Albidon shareholders approve merger

16th May 2013 By: Esmarie Iannucci - Creamer Media Senior Deputy Editor: Australasia

PERTH (miningweekly.com) – The shareholders of ASX-listed Albidon have approved the proposed takeover by Hong Kong-listed Jinchuan Group, through its wholly owned subsidiary Jin Tuo Investment.

In March this year, Jinchuan made a play for the base metals miner, offering to acquire all the outstanding shares in the company for A$0.0025 a share.

Jinchuan currently holds a 49.93% interest in Albidon.

Albidon said on Thursday that the merger was approved by a clear majority of the shareholders, even after discounting Jinchuan’s vote.

“I acknowledge that it has been a very tough few years for Albidon shareholders. However, with the merger today being approved, shareholders will now at least be able to recoup a portion of their investment and may be entitled to a tax deduction or capital loss, which may be of some value,” said Albidon chairperson Zhang Sanlin.

Albidon has found itself in an uncertain financial situation since share trading was first suspended in 2011, following the identification of certain operational issues at its Munali nickel mine, in Zambia.

The Munali mine was placed on care and maintenance in December last year, with Albidon engaging in a number of discussions with parties to locate a cornerstone investor willing to make a significant capital investment and assume a hands-on management role.

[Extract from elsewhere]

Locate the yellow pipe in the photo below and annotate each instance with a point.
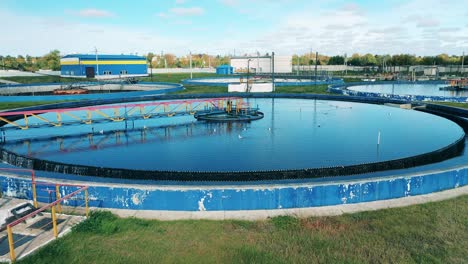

To top it off, an independent review of the Munali mineral resource decreased the indicated resource by some 25%, and the estimated nickel-containing resource by some 42%. The report also found that no measured resource had ever been reported for Munali, and that there was currently an insufficient basis to conclude that the reclassified resource could be mined economically at current metal prices.

Sanlin on Thursday reiterated that the merger was in the best interest of shareholders.

Albidon’s shares would now be suspended on the ASX, with shareholders and CHESS depository interest holders expected to receive their merger consideration within the next five business days.